Ostatnio wojowniczka zaczęła zdrabniać jej imię, co było dość urocze. Nie miała pojęcia dlaczego, ale może chciała się tak tym odwdzięczyć, w końcu dla niej Pszczółka była zawsze Pszczółką.
— Oczywiście — zgodziła się zaraz rozglądając za resztą ich paczki. — Znajdę tylko dziewczyny i możemy iść...
— Nie... Ja... — przerwała jej pośpiesznie szylkretka, widząc że podnosi się i wstaje. — Ja chciałabym z tobą... Tak sam na sam. — Poczerwieniała pod sierścią.
Zdumiona Mak, zamrugała.
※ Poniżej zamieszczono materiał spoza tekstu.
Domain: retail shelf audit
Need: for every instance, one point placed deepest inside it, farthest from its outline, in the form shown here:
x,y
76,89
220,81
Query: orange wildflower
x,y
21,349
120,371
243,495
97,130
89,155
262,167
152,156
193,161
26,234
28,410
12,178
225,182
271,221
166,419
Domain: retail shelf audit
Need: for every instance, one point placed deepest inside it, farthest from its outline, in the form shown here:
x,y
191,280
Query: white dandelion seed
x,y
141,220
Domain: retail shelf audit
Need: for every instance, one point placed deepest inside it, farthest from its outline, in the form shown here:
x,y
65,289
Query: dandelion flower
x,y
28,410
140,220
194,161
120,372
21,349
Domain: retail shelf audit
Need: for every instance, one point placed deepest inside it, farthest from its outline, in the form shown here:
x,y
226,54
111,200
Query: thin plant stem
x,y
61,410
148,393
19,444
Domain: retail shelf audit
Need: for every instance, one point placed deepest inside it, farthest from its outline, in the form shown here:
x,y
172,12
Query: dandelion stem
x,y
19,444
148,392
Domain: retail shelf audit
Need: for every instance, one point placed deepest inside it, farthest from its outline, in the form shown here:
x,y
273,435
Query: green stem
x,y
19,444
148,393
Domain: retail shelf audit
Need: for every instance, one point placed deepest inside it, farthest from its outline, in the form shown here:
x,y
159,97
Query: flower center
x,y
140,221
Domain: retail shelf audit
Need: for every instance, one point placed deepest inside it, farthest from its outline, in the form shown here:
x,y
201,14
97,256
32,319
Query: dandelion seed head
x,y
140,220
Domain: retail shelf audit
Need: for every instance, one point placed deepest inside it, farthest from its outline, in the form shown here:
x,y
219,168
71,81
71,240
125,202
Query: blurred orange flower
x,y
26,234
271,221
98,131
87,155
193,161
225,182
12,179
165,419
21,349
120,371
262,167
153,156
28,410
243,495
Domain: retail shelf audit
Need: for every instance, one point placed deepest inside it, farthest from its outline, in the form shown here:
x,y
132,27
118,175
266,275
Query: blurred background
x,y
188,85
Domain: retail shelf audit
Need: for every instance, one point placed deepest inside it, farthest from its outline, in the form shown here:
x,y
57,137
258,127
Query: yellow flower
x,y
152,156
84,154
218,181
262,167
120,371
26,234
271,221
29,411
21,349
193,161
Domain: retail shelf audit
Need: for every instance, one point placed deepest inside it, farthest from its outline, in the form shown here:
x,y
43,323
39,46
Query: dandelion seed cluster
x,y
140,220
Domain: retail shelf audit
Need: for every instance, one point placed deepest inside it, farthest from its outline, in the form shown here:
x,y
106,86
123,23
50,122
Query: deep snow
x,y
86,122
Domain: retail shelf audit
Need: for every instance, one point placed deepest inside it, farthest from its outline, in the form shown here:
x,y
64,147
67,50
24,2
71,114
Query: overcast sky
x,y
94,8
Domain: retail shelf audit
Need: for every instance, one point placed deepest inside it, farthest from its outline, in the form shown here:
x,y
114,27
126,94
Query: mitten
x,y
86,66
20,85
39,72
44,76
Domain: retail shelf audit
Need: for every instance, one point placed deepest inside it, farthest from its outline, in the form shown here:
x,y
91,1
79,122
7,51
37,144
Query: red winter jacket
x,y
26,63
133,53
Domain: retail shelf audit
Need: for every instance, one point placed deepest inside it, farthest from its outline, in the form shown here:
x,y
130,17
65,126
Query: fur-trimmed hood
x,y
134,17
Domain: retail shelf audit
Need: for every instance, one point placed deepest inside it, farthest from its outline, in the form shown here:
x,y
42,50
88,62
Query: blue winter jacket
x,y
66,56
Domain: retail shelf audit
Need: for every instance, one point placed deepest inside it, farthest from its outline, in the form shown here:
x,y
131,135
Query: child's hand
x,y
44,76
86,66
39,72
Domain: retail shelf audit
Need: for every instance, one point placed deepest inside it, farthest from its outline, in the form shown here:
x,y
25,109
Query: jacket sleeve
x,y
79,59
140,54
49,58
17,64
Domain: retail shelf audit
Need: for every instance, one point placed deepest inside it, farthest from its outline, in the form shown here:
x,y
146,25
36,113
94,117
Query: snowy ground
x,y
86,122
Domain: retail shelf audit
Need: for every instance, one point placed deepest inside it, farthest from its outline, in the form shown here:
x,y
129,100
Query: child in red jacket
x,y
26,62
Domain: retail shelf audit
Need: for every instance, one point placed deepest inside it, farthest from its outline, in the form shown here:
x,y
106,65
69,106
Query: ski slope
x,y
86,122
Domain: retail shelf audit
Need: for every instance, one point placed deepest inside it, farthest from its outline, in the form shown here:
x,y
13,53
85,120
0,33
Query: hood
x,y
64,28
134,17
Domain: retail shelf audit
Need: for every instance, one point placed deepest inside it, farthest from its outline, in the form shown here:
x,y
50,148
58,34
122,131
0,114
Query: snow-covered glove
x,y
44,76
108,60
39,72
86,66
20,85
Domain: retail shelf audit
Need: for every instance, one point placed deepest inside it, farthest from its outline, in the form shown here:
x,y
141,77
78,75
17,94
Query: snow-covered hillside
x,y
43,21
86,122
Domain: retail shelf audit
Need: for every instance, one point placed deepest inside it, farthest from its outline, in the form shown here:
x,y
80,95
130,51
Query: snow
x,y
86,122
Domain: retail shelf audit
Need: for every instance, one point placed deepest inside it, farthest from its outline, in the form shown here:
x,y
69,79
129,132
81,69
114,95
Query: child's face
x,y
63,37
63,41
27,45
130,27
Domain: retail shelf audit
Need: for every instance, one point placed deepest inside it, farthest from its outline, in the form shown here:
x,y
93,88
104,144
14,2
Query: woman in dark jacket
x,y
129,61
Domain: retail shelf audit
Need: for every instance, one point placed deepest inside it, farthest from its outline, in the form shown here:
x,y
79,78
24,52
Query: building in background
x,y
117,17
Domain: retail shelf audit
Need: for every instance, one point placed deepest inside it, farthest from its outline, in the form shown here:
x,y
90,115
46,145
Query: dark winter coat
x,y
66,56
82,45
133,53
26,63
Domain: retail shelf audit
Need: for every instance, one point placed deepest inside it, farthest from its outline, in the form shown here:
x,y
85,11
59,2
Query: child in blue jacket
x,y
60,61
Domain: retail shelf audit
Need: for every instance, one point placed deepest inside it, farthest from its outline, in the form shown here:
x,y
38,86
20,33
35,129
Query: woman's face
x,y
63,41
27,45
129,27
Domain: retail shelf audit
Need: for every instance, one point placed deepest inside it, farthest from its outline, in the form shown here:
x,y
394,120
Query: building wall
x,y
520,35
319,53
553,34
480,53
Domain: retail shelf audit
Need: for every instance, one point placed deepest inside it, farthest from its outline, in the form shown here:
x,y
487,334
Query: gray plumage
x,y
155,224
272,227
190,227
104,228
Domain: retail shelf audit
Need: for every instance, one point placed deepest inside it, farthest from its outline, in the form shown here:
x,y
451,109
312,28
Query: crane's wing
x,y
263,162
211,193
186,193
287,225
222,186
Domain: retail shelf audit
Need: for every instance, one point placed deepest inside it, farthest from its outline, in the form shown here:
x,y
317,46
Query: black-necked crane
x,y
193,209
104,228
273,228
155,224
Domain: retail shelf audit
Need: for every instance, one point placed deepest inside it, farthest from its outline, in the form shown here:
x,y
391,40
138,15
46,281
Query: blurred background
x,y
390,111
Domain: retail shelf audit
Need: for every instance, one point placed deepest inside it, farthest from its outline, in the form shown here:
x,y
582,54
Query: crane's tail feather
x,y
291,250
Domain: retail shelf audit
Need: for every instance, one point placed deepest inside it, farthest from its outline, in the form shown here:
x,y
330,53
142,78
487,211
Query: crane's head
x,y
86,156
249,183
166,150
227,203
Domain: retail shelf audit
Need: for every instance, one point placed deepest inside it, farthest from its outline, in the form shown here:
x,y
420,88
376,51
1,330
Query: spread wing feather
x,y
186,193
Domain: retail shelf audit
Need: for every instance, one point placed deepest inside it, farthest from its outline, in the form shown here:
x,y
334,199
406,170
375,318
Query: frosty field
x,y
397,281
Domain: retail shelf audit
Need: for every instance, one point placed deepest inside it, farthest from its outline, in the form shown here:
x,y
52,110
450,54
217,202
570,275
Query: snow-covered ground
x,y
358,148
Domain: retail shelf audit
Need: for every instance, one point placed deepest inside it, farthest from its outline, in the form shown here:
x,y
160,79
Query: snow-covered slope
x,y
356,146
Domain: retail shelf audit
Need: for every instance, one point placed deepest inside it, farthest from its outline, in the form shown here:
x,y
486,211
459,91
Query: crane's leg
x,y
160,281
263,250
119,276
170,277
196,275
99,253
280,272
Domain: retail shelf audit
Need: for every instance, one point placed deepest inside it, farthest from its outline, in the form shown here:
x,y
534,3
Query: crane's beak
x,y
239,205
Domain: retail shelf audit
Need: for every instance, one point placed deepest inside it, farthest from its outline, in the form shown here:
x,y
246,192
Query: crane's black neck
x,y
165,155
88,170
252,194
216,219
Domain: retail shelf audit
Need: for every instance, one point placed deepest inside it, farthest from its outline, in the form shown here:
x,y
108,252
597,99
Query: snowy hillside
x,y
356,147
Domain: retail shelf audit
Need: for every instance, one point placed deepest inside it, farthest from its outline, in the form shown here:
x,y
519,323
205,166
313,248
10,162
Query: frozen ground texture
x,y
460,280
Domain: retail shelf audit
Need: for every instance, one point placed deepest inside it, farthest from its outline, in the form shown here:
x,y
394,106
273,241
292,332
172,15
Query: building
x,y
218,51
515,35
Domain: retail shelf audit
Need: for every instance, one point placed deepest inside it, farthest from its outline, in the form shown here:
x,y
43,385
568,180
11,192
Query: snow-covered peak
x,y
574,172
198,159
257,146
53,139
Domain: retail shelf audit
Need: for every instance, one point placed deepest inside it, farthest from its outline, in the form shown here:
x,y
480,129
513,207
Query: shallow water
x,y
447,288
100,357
Sądziła, że lubiła Cedr, Zając, Strzyżyk oraz Srokę. Nigdy nie skarżyła się na ich towarzystwo. Czyżby czuła się zazdrosna? Ale dlaczego? Przecież zawsze przy niej była i to najbliżej, oczyszczając jej sierść z brudu.
— Coś się stało? Pokłóciłyście się? — drążyła temat, aby dowiedzieć się o co jej chodziło.
— Nie... Nie... Ja... — przełknęła ślinę. — Po prostu lubię jak jesteśmy we dwie...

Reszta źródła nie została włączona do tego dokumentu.